PRESIDENT Ferdinand “Bongbong” Marcos Jr. has vetoed the measure establishing a special economic zone and freeport adjacent to the proposed airport city in Bulacan province.
Marcos rejected House Bill (HB) 7575, which seeks the establishment of the Bulacan Airport City Special Economic Zone and Freeport in Bulakan town, because of its provisions that “pose substantial fiscal risks to the country” and its “infringement on or conflict with other agencies’ mandates and authorities”.
“At the foreground, fiscal prudence must be exercised particularly at times when resources are scarce and needs are abundant. While this administration recognizes the objective of the proposed measure to accelerate economic growth in its locality, I cannot support the bill,” he said in a letter dated July 1 and addressed to the Senate President and House Speaker.

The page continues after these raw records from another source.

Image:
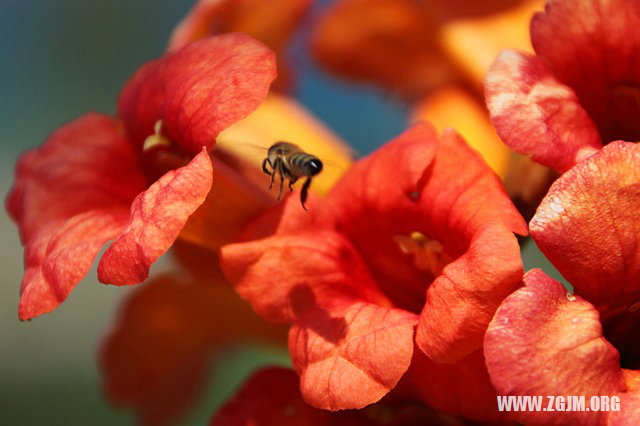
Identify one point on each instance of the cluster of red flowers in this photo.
(403, 286)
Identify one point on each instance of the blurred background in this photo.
(58, 60)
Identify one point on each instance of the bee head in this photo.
(315, 166)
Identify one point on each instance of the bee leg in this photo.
(281, 180)
(291, 182)
(273, 175)
(304, 192)
(264, 166)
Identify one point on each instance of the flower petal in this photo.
(542, 343)
(390, 42)
(486, 36)
(352, 356)
(461, 302)
(601, 37)
(198, 90)
(462, 388)
(157, 357)
(157, 216)
(284, 276)
(536, 114)
(455, 107)
(428, 192)
(70, 197)
(270, 22)
(271, 396)
(587, 225)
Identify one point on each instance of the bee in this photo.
(292, 163)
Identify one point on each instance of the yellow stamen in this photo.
(156, 139)
(427, 254)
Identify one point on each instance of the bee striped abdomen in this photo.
(291, 163)
(303, 164)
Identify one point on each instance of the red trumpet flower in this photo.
(94, 181)
(420, 232)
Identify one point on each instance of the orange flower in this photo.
(411, 47)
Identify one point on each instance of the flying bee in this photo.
(291, 163)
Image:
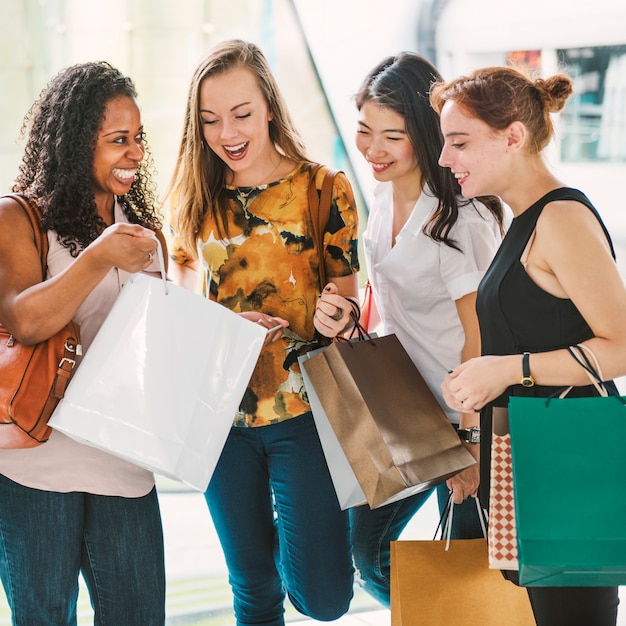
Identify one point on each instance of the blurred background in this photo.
(319, 50)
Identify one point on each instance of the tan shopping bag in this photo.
(396, 437)
(432, 586)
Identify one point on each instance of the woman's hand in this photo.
(129, 247)
(332, 312)
(273, 325)
(474, 383)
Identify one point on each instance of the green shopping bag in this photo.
(569, 482)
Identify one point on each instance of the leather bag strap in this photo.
(319, 207)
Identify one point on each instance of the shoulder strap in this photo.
(161, 237)
(319, 206)
(35, 217)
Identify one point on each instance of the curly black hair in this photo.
(56, 171)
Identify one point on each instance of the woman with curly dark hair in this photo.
(65, 507)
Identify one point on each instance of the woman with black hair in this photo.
(65, 507)
(426, 250)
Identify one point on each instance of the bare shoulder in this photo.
(12, 213)
(569, 217)
(16, 233)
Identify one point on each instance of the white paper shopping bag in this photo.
(162, 380)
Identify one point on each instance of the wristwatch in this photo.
(527, 379)
(469, 435)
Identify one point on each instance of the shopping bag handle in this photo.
(161, 264)
(361, 333)
(445, 521)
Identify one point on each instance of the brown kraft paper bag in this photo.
(391, 428)
(432, 586)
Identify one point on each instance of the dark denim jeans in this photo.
(281, 528)
(374, 529)
(47, 538)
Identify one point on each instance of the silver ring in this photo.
(337, 315)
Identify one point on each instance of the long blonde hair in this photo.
(199, 178)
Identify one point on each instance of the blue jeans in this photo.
(47, 538)
(374, 529)
(280, 525)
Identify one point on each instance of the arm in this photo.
(569, 255)
(33, 310)
(465, 483)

Marcos also explained that the enrolled bill “lacks coherence with existing laws, rules, and regulations”, noting that it has no provisions for an audit by the Commission on Audit, procedures for expropriation of lands awarded to agrarian reform beneficiaries, and a master plan for the specific boundaries of the economic zone.
He added that the proposed measure grants the proposed economic zone authority “rule-making powers relative to environmental protection that is not found in the charter of other economic zones,” as well as “blanket powers to handle technical airport operations in contravention of existing aeronautical laws”.

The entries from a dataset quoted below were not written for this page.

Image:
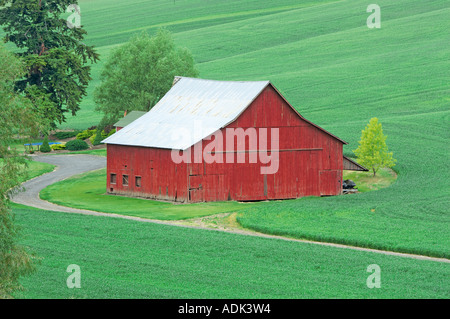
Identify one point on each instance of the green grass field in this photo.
(338, 74)
(128, 259)
(88, 191)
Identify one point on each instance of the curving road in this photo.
(69, 165)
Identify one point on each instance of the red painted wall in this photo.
(310, 163)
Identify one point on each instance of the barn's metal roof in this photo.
(129, 118)
(192, 110)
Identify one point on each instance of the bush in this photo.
(85, 134)
(58, 147)
(45, 147)
(64, 135)
(76, 145)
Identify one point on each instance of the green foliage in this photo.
(17, 117)
(45, 147)
(55, 55)
(76, 145)
(85, 134)
(140, 72)
(372, 151)
(58, 147)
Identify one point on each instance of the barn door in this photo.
(196, 189)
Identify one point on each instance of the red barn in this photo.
(223, 140)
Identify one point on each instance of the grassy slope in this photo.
(126, 259)
(87, 191)
(112, 22)
(338, 73)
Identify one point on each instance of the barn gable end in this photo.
(310, 159)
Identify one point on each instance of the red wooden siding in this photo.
(310, 163)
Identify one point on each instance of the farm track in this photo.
(70, 165)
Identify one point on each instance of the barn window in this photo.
(138, 181)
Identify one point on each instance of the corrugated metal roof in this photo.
(192, 110)
(129, 118)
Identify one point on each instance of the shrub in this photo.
(76, 145)
(58, 147)
(45, 147)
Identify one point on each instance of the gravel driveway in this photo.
(67, 166)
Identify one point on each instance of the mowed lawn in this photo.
(127, 259)
(88, 191)
(337, 73)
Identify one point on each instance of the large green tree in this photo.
(372, 151)
(56, 59)
(140, 72)
(18, 117)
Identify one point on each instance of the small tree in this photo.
(55, 55)
(45, 147)
(18, 117)
(372, 151)
(139, 73)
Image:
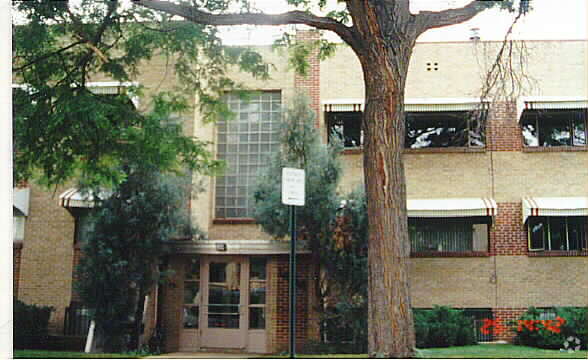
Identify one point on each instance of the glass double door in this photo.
(225, 302)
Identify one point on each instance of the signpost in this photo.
(292, 195)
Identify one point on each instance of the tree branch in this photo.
(193, 14)
(435, 19)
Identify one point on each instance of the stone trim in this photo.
(544, 149)
(433, 254)
(233, 221)
(557, 253)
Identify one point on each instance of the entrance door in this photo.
(224, 324)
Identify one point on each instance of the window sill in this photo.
(359, 150)
(352, 151)
(233, 221)
(445, 150)
(558, 253)
(449, 254)
(554, 148)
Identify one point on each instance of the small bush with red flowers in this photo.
(536, 328)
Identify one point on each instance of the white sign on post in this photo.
(292, 186)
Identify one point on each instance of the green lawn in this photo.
(45, 354)
(488, 351)
(497, 351)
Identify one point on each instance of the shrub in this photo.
(30, 324)
(533, 331)
(443, 327)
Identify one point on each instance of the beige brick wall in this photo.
(341, 75)
(458, 282)
(47, 255)
(538, 281)
(519, 174)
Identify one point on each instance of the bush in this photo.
(533, 331)
(30, 324)
(443, 327)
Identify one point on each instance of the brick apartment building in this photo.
(499, 218)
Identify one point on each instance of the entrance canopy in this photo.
(75, 198)
(554, 206)
(444, 208)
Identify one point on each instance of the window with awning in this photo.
(556, 223)
(553, 121)
(450, 225)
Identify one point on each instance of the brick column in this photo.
(16, 255)
(281, 327)
(505, 317)
(503, 130)
(310, 84)
(507, 234)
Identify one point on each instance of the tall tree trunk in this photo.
(391, 329)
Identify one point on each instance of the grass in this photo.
(498, 351)
(46, 354)
(487, 351)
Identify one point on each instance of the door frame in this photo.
(222, 337)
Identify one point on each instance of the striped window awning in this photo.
(554, 206)
(551, 103)
(20, 200)
(442, 208)
(411, 105)
(75, 198)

Marcos also noted that the proposed economic zone is located “in close proximity” to the Clark Special Economic Zone, which is “against the government’s policy on creating special economic zones in strategic locations”.
Additional burden on taxpayers
Marcos also said that he decided to veto HB 7575 because it would be an additional burden to the taxpayers.
He said the measure was in contrast to the government’s objective of developing a tax system with low rates and a broad tax base, as it “will significantly narrow our tax base with its mandated incentives applicable to registered enterprises”.
“As the system would be rendered incapable of generating a yield sufficient to sustain the country’s social and economic infrastructure, the government would be forced to seek new sources of revenue through additional taxes or borrowings in the future. In the end, it is the taxpayers who will ultimately bear the brunt of the burden,” Marcos said.